Feel free to message me girl. Me and my babydad split ages ago and have lived separately the last 5 weeks. Best thing to do is if possible be civil with his dad and friendly when your son is around. My family and my baby dads family say they can’t tell we’re split because we are so calm and nice around our son because he deserves that. My son goes to his every Friday and comes home Saturday or Sunday. We also FaceTime most nights for 30 mins so dad can see what he’s doing and so my son can have a babble to him and his dad will pop in to see him every Wednesday and put him to bed. Best thing for them is routine. To be honest my son has only just settled with this routine, at first he was really difficult when he came back from dads, he wasn’t asking for dad but his behaviour was naughty is the only word I can use to describe it.
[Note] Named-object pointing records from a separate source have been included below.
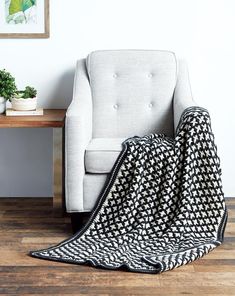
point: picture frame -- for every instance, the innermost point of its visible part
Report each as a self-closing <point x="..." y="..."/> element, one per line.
<point x="24" y="19"/>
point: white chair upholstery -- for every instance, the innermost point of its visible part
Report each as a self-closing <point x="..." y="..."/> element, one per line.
<point x="118" y="94"/>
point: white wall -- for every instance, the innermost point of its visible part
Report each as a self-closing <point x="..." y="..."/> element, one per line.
<point x="202" y="31"/>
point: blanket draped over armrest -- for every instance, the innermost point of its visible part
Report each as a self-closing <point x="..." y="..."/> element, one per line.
<point x="162" y="207"/>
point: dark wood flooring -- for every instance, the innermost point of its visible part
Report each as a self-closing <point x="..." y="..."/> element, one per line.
<point x="29" y="224"/>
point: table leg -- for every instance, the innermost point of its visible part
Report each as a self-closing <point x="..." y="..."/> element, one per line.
<point x="58" y="168"/>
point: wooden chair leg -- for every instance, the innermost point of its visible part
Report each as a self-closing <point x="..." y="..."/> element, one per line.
<point x="78" y="220"/>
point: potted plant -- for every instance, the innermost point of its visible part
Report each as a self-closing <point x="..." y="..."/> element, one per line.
<point x="7" y="88"/>
<point x="25" y="100"/>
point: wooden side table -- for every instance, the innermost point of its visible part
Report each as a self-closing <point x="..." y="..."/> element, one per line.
<point x="52" y="118"/>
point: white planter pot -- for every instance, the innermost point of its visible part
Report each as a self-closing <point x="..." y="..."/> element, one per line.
<point x="2" y="105"/>
<point x="24" y="104"/>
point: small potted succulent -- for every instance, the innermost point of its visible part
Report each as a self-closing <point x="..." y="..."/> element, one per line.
<point x="7" y="89"/>
<point x="25" y="100"/>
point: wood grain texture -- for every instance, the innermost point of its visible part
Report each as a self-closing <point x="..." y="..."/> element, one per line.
<point x="30" y="224"/>
<point x="45" y="34"/>
<point x="51" y="118"/>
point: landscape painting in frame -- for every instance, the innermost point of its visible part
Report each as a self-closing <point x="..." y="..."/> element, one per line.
<point x="24" y="18"/>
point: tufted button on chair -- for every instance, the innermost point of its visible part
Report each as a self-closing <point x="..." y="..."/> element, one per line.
<point x="118" y="94"/>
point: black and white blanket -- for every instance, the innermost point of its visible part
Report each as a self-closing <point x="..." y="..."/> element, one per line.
<point x="163" y="206"/>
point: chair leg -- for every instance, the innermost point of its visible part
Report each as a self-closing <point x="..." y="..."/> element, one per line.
<point x="78" y="220"/>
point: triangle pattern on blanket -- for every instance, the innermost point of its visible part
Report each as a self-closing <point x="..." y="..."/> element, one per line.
<point x="163" y="206"/>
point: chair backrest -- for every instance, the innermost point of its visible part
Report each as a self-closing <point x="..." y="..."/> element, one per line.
<point x="132" y="92"/>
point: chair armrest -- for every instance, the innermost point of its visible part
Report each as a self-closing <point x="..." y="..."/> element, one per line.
<point x="78" y="133"/>
<point x="182" y="95"/>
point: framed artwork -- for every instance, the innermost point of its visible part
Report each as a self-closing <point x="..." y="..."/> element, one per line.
<point x="24" y="19"/>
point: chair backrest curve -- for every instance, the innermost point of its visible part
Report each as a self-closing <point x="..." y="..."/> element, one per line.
<point x="132" y="92"/>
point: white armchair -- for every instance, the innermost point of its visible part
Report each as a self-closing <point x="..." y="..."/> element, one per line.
<point x="118" y="94"/>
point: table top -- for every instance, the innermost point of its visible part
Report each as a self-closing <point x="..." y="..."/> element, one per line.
<point x="50" y="118"/>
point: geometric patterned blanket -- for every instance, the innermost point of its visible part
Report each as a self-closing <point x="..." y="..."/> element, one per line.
<point x="162" y="207"/>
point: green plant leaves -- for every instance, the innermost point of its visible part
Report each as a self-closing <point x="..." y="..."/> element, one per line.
<point x="20" y="5"/>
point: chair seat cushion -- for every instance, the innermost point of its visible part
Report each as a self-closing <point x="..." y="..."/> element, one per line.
<point x="101" y="154"/>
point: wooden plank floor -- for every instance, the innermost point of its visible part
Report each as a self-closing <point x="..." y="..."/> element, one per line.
<point x="29" y="224"/>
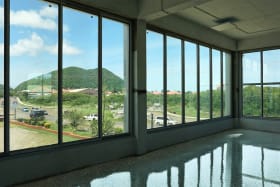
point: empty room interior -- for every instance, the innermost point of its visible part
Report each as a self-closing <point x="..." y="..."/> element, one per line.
<point x="140" y="93"/>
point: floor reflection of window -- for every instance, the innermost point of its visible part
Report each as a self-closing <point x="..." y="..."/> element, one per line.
<point x="191" y="173"/>
<point x="205" y="170"/>
<point x="116" y="179"/>
<point x="251" y="163"/>
<point x="271" y="163"/>
<point x="217" y="165"/>
<point x="260" y="166"/>
<point x="174" y="177"/>
<point x="157" y="179"/>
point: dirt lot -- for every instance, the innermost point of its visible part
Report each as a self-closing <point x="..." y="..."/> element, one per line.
<point x="24" y="138"/>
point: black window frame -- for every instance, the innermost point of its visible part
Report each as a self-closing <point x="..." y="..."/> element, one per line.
<point x="128" y="100"/>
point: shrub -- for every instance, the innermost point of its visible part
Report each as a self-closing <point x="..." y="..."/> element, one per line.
<point x="47" y="125"/>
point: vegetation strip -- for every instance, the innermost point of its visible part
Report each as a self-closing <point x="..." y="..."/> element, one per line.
<point x="48" y="130"/>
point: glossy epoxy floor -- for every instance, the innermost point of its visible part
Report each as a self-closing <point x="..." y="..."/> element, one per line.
<point x="232" y="158"/>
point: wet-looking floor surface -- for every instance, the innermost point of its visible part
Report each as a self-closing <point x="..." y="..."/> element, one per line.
<point x="231" y="158"/>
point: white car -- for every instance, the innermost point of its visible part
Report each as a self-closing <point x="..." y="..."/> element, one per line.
<point x="91" y="117"/>
<point x="160" y="121"/>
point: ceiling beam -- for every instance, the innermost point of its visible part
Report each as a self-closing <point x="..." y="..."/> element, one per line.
<point x="151" y="10"/>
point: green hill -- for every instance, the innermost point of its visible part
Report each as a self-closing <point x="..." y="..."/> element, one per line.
<point x="75" y="78"/>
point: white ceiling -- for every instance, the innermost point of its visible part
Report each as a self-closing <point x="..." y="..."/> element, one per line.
<point x="252" y="17"/>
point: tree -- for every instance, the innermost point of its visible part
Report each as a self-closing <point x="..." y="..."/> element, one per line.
<point x="74" y="117"/>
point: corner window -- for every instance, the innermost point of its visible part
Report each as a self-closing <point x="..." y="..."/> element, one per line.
<point x="1" y="75"/>
<point x="261" y="84"/>
<point x="186" y="82"/>
<point x="33" y="74"/>
<point x="66" y="83"/>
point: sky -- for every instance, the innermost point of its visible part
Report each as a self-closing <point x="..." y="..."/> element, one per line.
<point x="252" y="67"/>
<point x="34" y="44"/>
<point x="34" y="40"/>
<point x="155" y="65"/>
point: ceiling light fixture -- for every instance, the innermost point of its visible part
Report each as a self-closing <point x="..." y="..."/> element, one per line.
<point x="225" y="24"/>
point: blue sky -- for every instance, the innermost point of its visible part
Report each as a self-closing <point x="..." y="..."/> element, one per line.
<point x="34" y="40"/>
<point x="155" y="64"/>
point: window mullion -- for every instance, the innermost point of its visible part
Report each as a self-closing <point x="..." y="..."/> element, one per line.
<point x="100" y="91"/>
<point x="183" y="80"/>
<point x="261" y="53"/>
<point x="60" y="72"/>
<point x="164" y="81"/>
<point x="6" y="76"/>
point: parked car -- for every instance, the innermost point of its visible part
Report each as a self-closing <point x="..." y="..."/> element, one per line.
<point x="25" y="109"/>
<point x="91" y="117"/>
<point x="36" y="113"/>
<point x="160" y="121"/>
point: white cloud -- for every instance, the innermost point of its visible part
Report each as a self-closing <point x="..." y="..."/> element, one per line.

However he’s got much better especially because when I drop off or dad does he sees us leave and we say we’ll be back. And we always are. It’s tough I know -
And it broke my heart when he first started going to his dads but honestly I’m glad for the break now. His dad has a better bond with him as they always do things together like park, soft play. Sometimes two separate but happy parents is better than parents who are together and not happy. Just try to establish a routine with your baby dad and stick to it. And also agreements, what you’re ok with, what he’s ok with, money, conflicts, boundaries etc! Me and mine agreed that any conflict or disagreements we have on text so my son doesn’t see or hear it. I promise it’ll be ok. Feel free to reach out x
My parents split when I was 9 years old, and then when I was 13 he remarried and moved 2 hours away. He picked me up and I spent every other weekend there until uni. I’m not going to lie, there were hard times and I hated missing out of sleepovers/parties with friends as a teen. But… and you might not like hearing this but it IS a positive. I have a lovely step mum who I adore and I also have a half brother on my Mums side who I love so much. These people wouldn’t be in my life if my parents were together so it worked out for the best ❤️
I spent almost every weekend going to my dads, they split when I was 2 so I have no memories of them together as a couple whatsoever. My dad moved multiple times but mostly had a base at his parents for years, so while I was spending time with my dad I was also spending a lot of time with my grandparents on that side which was lovely. It made weekends really special as we were always doing something or going somewhere and I never felt unsettled. I’ve turned out pretty good!